Open ttnghia opened 2 weeks ago
I'm working on composing a solution for this. A question in the meantime: if the result under- or overflows, what behavior is needed to match spark-rapids?
E.g. for floating -> decimal, should we return one of 0 / INT_MIN / INT_MAX? for decimal -> floating do we set 0 / +-inf? Or do we null the field entirely?
The code in the new conversion PR has been modified so that the cuDF-specific code wraps around the core of the conversion algorithm. In spark-rapids-jni, we can similarly wrap around this core to perform the spark-specific rounding that we need.
This cuDF draft PR has the code for the spark-specific rounding that we need, wrapping around the core of the cuDF conversion code. This code is just in cuDF for my ease of testing, and should be migrated to spark-rapids-jni for full integration.

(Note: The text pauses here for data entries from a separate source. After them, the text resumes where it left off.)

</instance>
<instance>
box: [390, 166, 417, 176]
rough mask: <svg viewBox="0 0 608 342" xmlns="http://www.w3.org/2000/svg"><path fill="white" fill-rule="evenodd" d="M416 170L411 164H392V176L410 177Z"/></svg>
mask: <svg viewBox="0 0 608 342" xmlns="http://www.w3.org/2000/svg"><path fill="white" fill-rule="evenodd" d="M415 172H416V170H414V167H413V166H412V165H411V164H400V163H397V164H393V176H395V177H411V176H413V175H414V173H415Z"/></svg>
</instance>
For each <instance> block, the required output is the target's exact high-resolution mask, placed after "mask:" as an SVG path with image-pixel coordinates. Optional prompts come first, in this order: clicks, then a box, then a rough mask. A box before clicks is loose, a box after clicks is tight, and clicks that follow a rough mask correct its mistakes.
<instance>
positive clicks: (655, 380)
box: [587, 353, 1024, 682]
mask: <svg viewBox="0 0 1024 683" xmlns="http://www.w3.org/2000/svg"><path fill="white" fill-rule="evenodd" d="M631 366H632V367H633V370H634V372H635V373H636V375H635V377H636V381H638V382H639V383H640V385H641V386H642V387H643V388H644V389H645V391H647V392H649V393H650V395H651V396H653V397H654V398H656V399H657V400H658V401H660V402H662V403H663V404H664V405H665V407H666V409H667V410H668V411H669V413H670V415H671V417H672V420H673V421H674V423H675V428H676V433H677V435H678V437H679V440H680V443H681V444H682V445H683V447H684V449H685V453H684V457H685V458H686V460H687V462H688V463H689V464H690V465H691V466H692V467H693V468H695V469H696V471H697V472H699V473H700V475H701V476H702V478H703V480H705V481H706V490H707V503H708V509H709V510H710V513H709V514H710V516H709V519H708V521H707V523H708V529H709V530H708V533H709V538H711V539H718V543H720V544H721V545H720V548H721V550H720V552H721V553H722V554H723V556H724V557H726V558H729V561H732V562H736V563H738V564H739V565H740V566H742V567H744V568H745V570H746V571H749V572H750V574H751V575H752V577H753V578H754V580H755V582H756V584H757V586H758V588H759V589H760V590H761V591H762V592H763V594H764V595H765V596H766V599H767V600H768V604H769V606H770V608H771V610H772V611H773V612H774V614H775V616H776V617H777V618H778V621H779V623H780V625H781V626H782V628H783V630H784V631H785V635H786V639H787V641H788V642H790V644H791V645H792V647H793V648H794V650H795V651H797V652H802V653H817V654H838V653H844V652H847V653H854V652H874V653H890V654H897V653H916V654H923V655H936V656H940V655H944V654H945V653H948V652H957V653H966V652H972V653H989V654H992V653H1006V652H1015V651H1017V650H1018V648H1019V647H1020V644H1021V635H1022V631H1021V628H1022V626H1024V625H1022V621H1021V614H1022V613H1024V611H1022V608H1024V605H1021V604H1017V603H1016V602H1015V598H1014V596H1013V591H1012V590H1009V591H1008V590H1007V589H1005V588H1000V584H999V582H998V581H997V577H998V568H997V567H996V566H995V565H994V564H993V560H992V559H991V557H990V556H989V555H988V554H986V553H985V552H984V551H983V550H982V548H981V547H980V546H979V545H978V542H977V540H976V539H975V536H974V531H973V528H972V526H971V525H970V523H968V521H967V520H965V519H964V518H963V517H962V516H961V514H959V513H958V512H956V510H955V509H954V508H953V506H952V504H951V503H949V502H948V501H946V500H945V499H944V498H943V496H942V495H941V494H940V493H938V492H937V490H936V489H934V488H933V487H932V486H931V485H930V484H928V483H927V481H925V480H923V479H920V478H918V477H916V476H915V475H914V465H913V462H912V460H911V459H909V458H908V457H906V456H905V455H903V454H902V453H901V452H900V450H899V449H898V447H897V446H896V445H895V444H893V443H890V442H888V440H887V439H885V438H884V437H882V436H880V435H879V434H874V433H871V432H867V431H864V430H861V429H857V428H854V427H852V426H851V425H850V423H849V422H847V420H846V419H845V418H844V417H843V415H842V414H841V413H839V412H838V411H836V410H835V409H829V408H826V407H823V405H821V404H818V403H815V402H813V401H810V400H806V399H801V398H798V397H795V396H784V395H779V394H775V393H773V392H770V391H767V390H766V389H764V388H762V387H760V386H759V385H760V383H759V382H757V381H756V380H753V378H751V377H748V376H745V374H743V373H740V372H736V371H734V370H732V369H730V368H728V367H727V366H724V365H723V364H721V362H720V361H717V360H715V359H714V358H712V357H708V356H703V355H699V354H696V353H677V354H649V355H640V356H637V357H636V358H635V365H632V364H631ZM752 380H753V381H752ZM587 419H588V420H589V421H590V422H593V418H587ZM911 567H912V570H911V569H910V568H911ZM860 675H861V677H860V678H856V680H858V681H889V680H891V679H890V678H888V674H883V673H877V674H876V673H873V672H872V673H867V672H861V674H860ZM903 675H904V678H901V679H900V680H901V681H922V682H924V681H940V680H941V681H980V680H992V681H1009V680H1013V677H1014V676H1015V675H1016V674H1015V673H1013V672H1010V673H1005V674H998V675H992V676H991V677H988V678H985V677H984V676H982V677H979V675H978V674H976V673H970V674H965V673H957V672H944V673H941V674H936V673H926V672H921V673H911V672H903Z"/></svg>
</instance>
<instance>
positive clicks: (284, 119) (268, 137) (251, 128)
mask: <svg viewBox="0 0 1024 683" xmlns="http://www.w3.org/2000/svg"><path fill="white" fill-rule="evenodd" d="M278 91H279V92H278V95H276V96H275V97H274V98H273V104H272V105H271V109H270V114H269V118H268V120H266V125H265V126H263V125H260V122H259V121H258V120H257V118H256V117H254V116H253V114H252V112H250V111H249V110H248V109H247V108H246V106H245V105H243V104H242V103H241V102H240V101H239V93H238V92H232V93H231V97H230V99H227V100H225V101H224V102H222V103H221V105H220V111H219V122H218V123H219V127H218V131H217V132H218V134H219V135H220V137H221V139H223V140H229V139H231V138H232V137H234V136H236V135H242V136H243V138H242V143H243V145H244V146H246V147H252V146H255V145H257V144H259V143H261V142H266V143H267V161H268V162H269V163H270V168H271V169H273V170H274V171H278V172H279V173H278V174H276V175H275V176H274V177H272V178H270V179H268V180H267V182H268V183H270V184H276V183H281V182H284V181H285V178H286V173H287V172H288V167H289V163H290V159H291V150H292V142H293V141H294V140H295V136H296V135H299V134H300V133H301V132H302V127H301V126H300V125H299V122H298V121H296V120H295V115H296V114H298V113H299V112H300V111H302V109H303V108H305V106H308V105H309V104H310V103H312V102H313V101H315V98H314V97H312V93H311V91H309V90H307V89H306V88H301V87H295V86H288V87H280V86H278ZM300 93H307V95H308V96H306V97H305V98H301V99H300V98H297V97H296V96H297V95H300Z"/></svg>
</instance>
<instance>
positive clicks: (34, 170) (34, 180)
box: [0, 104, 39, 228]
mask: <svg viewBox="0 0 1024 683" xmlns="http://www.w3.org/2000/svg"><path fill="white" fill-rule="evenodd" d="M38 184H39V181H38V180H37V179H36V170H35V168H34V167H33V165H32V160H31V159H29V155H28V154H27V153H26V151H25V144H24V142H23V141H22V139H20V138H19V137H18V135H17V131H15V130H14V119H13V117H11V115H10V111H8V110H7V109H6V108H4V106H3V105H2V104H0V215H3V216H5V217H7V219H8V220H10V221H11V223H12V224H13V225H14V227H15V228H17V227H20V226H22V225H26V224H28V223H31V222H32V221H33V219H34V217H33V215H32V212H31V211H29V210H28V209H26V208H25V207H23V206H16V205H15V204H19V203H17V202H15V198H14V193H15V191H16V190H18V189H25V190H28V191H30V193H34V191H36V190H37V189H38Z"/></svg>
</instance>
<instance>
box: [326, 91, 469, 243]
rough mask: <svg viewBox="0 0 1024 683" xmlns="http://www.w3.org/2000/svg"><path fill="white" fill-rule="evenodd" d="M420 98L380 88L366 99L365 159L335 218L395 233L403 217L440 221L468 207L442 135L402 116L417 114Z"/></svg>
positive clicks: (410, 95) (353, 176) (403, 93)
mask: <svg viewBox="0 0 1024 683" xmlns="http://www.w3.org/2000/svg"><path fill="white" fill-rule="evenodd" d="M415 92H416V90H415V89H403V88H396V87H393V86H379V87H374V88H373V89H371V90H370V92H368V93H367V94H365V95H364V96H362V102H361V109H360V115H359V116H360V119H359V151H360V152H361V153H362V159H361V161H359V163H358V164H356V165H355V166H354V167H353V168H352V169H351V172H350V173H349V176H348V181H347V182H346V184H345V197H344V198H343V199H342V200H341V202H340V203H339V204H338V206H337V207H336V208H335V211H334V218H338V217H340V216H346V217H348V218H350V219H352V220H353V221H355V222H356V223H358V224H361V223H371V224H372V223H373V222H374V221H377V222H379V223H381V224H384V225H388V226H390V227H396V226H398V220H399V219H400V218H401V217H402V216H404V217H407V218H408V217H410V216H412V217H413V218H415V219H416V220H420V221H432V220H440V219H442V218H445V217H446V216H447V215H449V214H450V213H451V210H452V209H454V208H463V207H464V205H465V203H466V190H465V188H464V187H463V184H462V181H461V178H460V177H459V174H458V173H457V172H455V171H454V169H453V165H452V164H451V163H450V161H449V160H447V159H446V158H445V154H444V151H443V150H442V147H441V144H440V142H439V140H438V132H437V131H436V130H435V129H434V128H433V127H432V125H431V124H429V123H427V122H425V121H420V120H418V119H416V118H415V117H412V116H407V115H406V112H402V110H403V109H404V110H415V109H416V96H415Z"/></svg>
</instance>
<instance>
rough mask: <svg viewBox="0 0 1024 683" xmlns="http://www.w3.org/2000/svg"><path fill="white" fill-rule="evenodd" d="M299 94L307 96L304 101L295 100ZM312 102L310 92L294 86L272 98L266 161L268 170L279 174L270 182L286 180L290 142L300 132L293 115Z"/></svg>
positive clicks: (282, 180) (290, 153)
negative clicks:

The cuDF conversion PR has been merged.
Currently, there not exist any accurate float-to-decimal conversion. The closest operation to it is
cudf::round
which can produce some results that are not correct all the time. As such, we have issues like https://github.com/NVIDIA/spark-rapids/issues/9682 and https://github.com/NVIDIA/spark-rapids/issues/10809.A new dedicated conversion code in https://github.com/rapidsai/cudf/pull/15905 supposes to add some special handling for float-decimal conversion. Unfortunately, it performs truncation instead of rounding. It should be great to support an optional flag to that code, allowing to do either truncation or rounding depending on the applications.